Whereas Google Scholar returns over 100,000 publications that include “Jaccard’s” or “Jaccard”, this table includes all the studies that cite Real and Vargas’s paper about the standard null model [6]. Of the 41 studies listed in this table, 24 did not determine the statistical significane of J, 4 lacked enough information to indicate if they determiend the statistical significance, 3 used an artibrary J cutoff to declare significance and 10 determined the probability but with three faulty null models: [6,69,70]. We demonstrate in Fig 2 why the most widely used null model [6] is faulty and discuss why it is faulty in the “Results” and “Discussion” sections. Two other null models for J, i.e. [69,70] are equally faulty because they suffer from the same problems as [6]. Irrespective of the statistical significance, comparing two observed values of J (as was done in every study listed in this table) is incorrect because a given value of J could mean anything from strong positive to strong negative correlation, depending on the species-pair specific null model (see “Results”).

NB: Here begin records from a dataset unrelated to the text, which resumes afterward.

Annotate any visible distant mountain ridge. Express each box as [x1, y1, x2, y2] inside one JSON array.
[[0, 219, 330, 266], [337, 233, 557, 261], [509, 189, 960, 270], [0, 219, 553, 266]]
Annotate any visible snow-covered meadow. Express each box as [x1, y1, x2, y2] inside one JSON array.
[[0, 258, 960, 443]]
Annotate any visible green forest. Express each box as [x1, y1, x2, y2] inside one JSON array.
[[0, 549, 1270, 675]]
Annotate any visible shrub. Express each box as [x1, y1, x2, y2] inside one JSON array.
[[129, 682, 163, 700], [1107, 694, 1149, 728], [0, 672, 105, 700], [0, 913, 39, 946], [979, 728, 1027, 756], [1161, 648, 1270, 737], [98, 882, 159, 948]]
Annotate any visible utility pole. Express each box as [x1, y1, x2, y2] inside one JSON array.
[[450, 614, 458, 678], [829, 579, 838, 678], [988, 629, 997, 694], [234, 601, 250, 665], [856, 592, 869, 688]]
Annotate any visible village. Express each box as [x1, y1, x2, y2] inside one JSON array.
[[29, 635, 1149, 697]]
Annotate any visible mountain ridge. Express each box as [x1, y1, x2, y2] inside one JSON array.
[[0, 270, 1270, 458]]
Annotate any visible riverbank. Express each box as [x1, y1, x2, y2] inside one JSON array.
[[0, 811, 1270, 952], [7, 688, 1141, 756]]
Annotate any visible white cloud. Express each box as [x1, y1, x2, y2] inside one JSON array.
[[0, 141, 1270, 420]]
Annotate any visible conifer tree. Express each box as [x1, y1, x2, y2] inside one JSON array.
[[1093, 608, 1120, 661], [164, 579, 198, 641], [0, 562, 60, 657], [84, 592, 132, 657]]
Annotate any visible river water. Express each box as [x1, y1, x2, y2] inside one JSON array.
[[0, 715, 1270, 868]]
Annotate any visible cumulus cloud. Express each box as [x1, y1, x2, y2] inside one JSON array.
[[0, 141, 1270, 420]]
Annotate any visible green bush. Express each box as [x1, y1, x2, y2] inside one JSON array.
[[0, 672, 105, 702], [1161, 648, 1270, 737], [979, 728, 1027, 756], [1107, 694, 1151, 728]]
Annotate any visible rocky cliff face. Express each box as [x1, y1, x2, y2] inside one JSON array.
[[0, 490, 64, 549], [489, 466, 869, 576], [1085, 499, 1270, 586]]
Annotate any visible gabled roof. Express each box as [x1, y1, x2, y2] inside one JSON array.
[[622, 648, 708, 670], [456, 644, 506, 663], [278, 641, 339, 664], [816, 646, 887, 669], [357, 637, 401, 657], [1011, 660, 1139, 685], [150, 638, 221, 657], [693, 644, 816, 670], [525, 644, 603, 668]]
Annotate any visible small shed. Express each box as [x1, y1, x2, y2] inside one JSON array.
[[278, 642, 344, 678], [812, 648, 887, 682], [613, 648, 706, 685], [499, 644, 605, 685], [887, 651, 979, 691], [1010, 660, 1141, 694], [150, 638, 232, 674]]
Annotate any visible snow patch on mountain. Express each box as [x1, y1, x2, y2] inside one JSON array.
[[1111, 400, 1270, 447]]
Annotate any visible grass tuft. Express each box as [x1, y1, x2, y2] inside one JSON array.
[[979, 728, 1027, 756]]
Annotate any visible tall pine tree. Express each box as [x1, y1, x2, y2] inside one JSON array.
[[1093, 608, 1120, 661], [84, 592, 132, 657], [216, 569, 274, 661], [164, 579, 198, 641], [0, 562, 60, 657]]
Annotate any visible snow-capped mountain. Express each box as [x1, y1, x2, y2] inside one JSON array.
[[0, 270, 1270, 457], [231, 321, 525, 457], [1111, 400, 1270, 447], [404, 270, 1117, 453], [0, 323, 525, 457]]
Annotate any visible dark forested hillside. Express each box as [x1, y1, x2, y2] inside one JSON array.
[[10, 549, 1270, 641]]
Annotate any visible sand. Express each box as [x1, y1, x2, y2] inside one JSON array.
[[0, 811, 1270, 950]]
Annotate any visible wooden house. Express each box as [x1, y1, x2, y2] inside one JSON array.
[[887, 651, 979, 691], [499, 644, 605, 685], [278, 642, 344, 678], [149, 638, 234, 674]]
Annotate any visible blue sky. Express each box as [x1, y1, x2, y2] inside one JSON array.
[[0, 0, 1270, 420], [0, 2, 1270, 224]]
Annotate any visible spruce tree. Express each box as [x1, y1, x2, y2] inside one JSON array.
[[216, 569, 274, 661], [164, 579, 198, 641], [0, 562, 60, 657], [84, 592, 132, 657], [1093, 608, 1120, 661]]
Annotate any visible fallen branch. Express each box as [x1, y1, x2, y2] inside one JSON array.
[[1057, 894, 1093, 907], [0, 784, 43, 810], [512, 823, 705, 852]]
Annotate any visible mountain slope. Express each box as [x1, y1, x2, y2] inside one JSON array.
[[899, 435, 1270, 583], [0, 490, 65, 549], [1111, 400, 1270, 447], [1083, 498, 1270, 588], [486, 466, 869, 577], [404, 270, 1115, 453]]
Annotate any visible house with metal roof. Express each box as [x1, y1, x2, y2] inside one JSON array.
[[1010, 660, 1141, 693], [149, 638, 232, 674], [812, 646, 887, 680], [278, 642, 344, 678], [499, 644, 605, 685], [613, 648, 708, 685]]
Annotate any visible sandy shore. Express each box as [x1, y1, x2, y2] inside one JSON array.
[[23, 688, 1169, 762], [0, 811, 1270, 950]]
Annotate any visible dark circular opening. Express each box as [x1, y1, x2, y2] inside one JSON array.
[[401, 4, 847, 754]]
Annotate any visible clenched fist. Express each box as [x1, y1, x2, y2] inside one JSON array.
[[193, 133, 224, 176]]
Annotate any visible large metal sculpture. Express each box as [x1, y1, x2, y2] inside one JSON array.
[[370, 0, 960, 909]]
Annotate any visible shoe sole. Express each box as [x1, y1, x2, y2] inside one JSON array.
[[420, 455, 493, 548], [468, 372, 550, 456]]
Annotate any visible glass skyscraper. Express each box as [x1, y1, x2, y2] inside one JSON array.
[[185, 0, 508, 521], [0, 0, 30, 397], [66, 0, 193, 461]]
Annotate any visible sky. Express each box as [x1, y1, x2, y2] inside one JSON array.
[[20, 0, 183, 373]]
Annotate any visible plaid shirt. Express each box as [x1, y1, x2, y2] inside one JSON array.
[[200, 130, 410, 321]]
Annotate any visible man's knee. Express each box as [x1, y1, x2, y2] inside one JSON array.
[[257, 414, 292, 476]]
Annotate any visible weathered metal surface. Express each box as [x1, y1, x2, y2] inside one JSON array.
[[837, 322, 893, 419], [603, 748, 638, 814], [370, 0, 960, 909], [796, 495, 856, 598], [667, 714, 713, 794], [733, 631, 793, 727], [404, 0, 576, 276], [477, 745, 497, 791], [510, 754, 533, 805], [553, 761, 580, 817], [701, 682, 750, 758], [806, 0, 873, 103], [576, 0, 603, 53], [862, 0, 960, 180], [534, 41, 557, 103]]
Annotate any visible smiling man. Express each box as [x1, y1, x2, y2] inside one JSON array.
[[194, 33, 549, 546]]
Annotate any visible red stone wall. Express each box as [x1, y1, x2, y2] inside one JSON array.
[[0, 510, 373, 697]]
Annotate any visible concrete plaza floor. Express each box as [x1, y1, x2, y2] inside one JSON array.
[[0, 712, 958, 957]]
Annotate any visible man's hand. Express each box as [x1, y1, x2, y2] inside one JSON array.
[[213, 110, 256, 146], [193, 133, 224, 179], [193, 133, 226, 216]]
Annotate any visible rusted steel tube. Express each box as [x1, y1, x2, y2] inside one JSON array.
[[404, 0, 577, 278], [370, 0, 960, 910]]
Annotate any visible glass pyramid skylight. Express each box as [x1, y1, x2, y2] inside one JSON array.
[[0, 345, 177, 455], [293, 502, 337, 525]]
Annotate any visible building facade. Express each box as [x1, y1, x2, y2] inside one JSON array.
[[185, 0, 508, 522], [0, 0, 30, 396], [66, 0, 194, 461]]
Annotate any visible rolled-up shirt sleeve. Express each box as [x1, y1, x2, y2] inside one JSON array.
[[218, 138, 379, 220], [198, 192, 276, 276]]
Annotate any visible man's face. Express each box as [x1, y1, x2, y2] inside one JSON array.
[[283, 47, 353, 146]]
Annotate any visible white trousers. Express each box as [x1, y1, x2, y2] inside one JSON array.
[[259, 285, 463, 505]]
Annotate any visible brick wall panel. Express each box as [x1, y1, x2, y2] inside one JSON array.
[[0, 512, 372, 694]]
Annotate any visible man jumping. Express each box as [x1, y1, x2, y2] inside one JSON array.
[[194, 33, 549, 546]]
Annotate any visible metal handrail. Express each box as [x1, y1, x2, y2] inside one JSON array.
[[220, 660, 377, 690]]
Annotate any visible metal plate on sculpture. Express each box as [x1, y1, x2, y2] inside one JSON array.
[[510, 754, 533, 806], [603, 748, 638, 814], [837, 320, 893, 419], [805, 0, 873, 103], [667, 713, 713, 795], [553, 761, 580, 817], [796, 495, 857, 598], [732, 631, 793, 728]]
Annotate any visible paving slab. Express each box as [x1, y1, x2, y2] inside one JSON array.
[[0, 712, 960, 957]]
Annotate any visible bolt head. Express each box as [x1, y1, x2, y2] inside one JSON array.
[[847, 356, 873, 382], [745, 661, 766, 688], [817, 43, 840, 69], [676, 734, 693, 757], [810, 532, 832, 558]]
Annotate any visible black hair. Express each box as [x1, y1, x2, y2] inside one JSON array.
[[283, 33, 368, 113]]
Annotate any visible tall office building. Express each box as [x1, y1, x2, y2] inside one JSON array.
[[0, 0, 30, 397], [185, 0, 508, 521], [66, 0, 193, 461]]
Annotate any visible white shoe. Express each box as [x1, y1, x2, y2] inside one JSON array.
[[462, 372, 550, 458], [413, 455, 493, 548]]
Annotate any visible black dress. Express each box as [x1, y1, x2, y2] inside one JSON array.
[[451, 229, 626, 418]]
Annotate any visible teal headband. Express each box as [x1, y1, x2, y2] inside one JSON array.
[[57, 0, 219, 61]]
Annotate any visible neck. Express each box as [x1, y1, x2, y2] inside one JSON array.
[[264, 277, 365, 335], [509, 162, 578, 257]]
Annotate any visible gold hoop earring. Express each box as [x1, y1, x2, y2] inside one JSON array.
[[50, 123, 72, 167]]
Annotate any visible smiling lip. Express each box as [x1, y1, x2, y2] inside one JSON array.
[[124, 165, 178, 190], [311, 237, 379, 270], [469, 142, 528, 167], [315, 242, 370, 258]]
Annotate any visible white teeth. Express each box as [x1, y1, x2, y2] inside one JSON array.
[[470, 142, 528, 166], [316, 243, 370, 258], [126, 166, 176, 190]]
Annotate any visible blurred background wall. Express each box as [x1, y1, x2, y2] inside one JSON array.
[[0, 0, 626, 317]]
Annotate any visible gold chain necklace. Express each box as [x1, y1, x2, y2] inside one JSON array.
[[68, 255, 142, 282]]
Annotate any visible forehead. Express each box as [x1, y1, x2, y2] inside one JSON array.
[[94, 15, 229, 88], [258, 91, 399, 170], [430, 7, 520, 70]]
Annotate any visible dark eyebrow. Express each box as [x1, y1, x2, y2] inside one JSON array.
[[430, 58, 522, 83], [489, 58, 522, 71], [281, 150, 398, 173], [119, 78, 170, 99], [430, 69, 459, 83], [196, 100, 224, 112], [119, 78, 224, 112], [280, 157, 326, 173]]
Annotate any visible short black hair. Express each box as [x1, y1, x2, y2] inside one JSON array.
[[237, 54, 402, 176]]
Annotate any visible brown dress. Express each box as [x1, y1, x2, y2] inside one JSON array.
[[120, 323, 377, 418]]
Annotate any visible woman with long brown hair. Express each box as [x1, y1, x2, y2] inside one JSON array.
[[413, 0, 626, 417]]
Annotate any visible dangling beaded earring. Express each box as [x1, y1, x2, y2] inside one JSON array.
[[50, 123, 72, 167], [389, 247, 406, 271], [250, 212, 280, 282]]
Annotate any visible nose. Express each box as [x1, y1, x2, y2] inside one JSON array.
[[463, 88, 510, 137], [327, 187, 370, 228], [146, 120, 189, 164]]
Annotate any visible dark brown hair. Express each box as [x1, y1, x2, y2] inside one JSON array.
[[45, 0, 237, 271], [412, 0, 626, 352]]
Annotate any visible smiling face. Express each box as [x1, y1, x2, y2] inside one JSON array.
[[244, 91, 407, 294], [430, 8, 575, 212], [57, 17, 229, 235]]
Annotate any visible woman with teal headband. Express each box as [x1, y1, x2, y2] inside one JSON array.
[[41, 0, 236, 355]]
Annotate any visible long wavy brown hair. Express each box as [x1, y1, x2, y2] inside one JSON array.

We have outlined a method for identifying microbial correlations in WGS microbiome data–a task that remains under-developed in current literature. Namely we suggest using

  1. P/A analysis to avoid issues with abundance estimation

  2. Jaccard’s index (J) to circumvent problems with spurious species co-absenses

  3. A prevalence-specific hypergeometric null model for J in order to avoid the assumption of 50% prevalence across all taxa

Specifically, we have outlined our reasons for this approach with reference to microbiome data, which are particularly prone to difficulties with abundance estimation and rare taxa. Nevertheless, many of the issues that complicate microbiome correlation analysis are also relevant to other systems in which correlation analysis based on P/A data is performed. Genomewide scanning of gene expression and other molecular studies can yield large amounts of data that likely present many of the same challenges that we have discussed. Likewise, macroecology, although less likely to suffer some of the complications associated with high biodiversity, rarity and detection errors, can still be plagued with non-informative co-absent sites, for example due to strong dispersal limitation or issues with sampling. Moreover, as field technologies improve, bringing complete sampling of diverse tropical communities within reach (e.g., LIDAR for analysis of forest canopies), we are likely to see larger and larger datasets over broader geographic regions and with increasingly automated classification pipelines similar to sequencing. In these systems, spurious correlations may also become problematic because the tendency will be to sample overly large areas containing many distinct habitats. This will artificially inflate co-absent sites (i.e., as a result of both species being very rare). In both gene expression data and macroecological systems, estimating correlations based on P/A data presents the same set of statistical problems as those discussed here. Thus, although targeted at microbial communities, we fully expect that the methodological improvements developed here should facilitate analyses in a diversity of other correlation networks as well.

Supporting information

S1 Fig. Interactive 3D graphics of Fig 4C in the main text.

The file is best viewed in Google Chrome.

(HTML)

S2 Fig. How the relative frequency of co-absent sites impacts Pearson’s correlation coefficient.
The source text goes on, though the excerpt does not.